Gen Z dan Etika Akademik : Ujian di Era Distraksi Digital

Oleh : Edi Widodo
Dosen Sistem Informasi, Universitas Semarang

KITA hidup di masa di mana Gen Z yang merupakan populasi dominan di kampus hari ini bernapas dalam udara digital yang sama sekali asing bagi generasi pendahulunya (dosen). Smartphone bukan sekadar alat, tapi telah menjadi bagian dari aktualisasi diri. Media sosial bukan sekadar hiburan, tetapi dia adalah ruang hidup tempat mereka berinteraksi. Fenomena ini membawa konsekuensi serius yang patut kita renungkan, bagaimana gempuran teknologi ini mengikis etika akademik di pendidikan tinggi?

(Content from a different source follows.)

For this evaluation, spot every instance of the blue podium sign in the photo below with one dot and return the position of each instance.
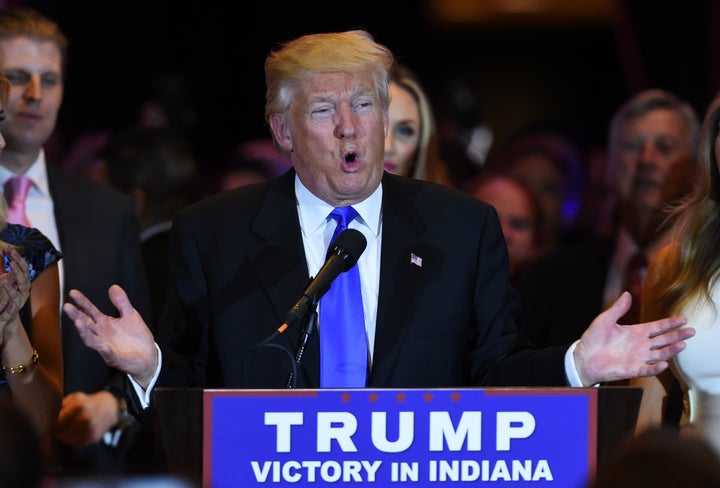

Etika akademik, dimana kejujuran, integritas, dan tanggung jawab adalah nyawa pendidikan. Namun, realitas saat ini memperlihatkan sebuah paradoks, akses informasi tanpa batas justru berpotensi mengaburkan batas kejujuran. Kebiasaan copy-paste, diskusi jawaban ujian via group chat, atau plagiarisme “tak disengaja” kerap muncul dari kebiasaan mengonsumsi konten secara instan, bahkan lebih parah lagi, mengerjakan ujian bermodalkan AI generatif tanpa membaca apa isi ujian tersebut. Apakah kita sedang memproduksi generasi yang cerdas secara teknis, tetapi rapuh secara integritas?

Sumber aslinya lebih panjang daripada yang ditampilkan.